Все окна моего благословенного ящика были слепыми, кроме единственного, в котором горел свет. Это было окно моей лаборантки. Какую можно вывести мораль из того, что со мной случилось? А ведь мораль — это нечто универсальное. Я оказался невероятным дураком.
Я это понял еще раз, когда вошел в лабораторию. Ржановский и Великий Электромонтер Сявый копошились в развороченном стенде. Они не обратили на меня никакого внимания. На подоконнике я увидел свой блокнот. Слава богу, хоть не потерялся.
Я взял его и побоялся открыть.
— Владимир Дмитриевич, я, может быть, нашел невероятное решение, — сказал я бесцветным голосом.
— Не мешай, — сказал Ржановский, не оборачиваясь.
За окном в туманной дымке, словно бомбардировщики, летали галки.
Мне рассказывали, что, когда бомбардировщик идет на взлет, он беззащитен. Маневрировать на малой скорости невозможно — врежешься в землю. И будто бы даже статистика показывает, что наибольшее количество самолетов, сбитых противником, приходится на этот момент полета без маневров.
Судьба со мной поступила гнусно. Она ударила по душе, поднявшейся в свой первый полет, и в тот момент, когда она шла без маневров.
Оправдания судьбе не было. Такие судьбы надо списывать в тираж.
Теперь я окончательно понял, что надо уйти.
— Ну… начали, — испуганно сказал Сявый. — А, Владимир Дмитриевич?
— Давай, давай, — ответил Ржановский.
Все было как вчера утром. Так же, словно лифт, загудел трансформатор. Так же начали тлеть контрольные лампы, и заметался зеленый шнур в трехшлейфовом осциллографе. Все было так же. Только стрелка на выходе, большая фосфоресцирующая стрелка спокойно, без дрожи прошла заветную черту и остановилась только тогда, когда уперлась в самый конец шкалы, показывая немыслимую, невероятную точность.

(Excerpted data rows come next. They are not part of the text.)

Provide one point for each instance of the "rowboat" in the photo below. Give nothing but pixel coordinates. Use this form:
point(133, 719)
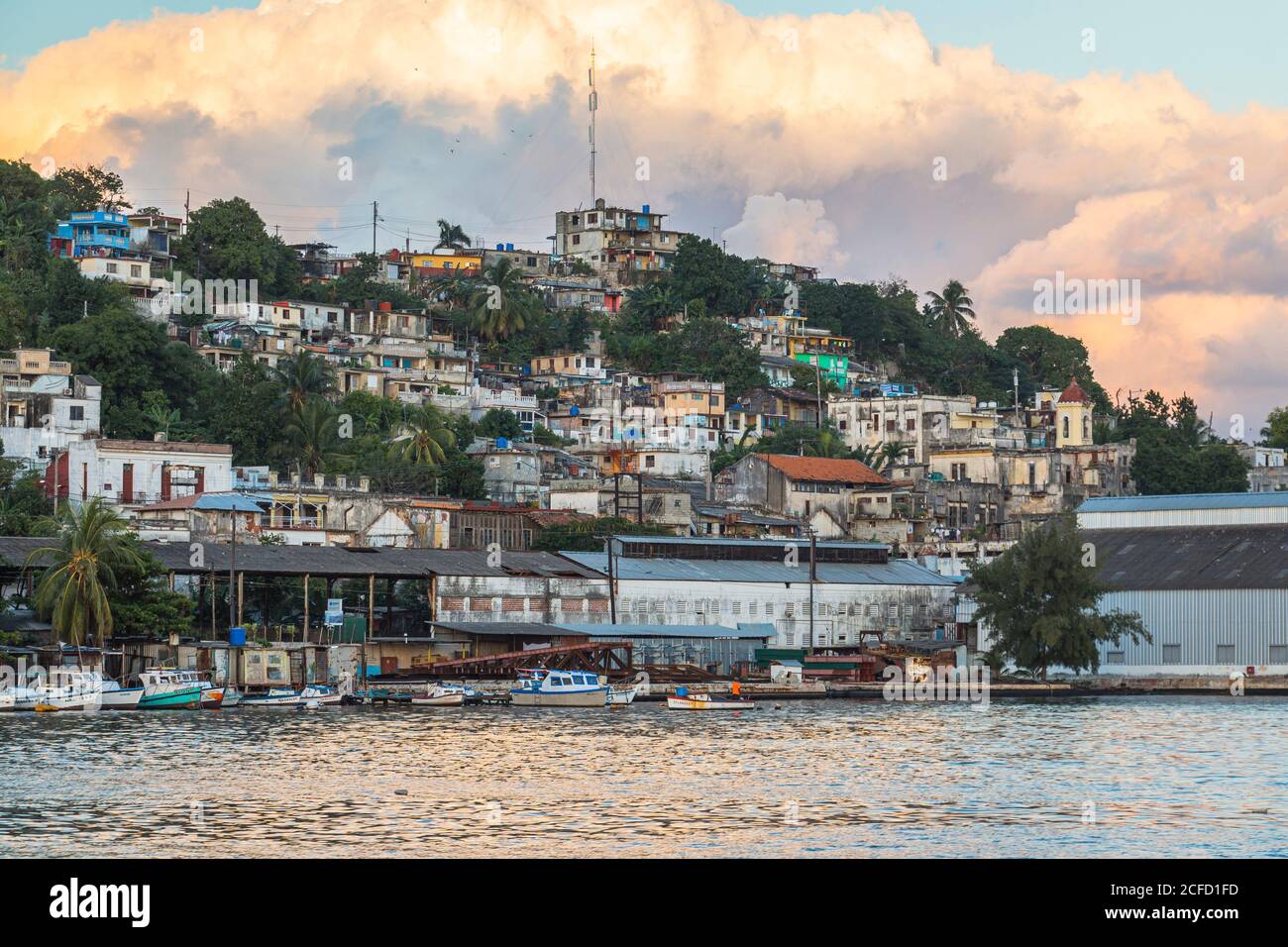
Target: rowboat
point(704, 701)
point(439, 697)
point(541, 686)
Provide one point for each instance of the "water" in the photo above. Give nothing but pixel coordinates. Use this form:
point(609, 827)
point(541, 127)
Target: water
point(1147, 776)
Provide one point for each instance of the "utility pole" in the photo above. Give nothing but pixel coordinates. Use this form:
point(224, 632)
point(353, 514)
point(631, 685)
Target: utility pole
point(812, 578)
point(593, 107)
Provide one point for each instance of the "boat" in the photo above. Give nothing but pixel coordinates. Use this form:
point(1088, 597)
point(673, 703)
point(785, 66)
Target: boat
point(541, 686)
point(704, 701)
point(168, 688)
point(323, 694)
point(71, 690)
point(274, 697)
point(439, 697)
point(623, 694)
point(116, 697)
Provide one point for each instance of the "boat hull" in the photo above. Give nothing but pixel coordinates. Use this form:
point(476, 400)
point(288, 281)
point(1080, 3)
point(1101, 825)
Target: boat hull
point(125, 698)
point(180, 698)
point(575, 698)
point(690, 703)
point(447, 699)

— Опоздал… — сипло сказал я. — Как всегда. Поздравляю вас, товарищи.
Меня всего трясло.
— Дура! — закричал Ржановский. — Дура мамина! Это же твоя схема! Твоя! Где блокнот?!
— Вот… — сказал я, протягивая блокнот.
Ржановский взял блокнот и открыл.
— Неплохо нарисовано, правда? — спросил Ржановский у Сявого.
И тот кивнул. Поверх радиосхемы виднелась усмешка Кати.
— Что нарисовано? — тупо спросил я.
По морде у Сявого текли слезы.
— Случайность — это проявление и дополнение необходимости, — бормотал я, когда Ржановский вез меня по Благуше.
Человек взрослеет по-настоящему, когда его первая самостоятельная работа оказывается осуществленной другими людьми. Я ехал в большой машине Ржановского, и было спокойное утро, обещавшее день трезвых забот.
«Сказка есть, дьявол вас забери! — пело у меня в душе. — Есть сказка, будьте вы прокляты, хапуги, карьеристы, энтузиасты на секунду! Есть вспышки красоты и жизни, которые ломают ребра вашим скороспелым выводам, за которыми прячется зависть от трусости и равнодушие от эгоизма! Есть светлый мир с его причинами и следствиями, и не верю в угрюмую статистику, которая прогрессивна для частных технических задач и негодна как мировоззрение. Потому что свобода — это осознанная необходимость, а какая свобода в мире тупой вероятности? Человек — это не осел между стогами сена. Он, томимый ощущением закона, высшего, чем простые „да“ и „нет“, мучаясь, ошибаясь, вглядываясь в мир и прислушиваясь к своим тяготениям, свободно проявляет свою волю и сам отыскивает свою цель, и цель его не охапка сена, она тоже уточняется по мере продвижения вперед».
Когда я вылез у ворот своего дома и машина Ржановского укатила по переулку, я вошел во двор и сразу увидел Катю.
Она сидела, строго выпрямившись, и глядела на меня, и ветер трепал полы ее пальтишка, из которого она выросла.
— Поцелуй меня, — сказала она.
Я поцеловал ее, и мы столкнулись носами.
— Что ты бормочешь? — спросила она строго.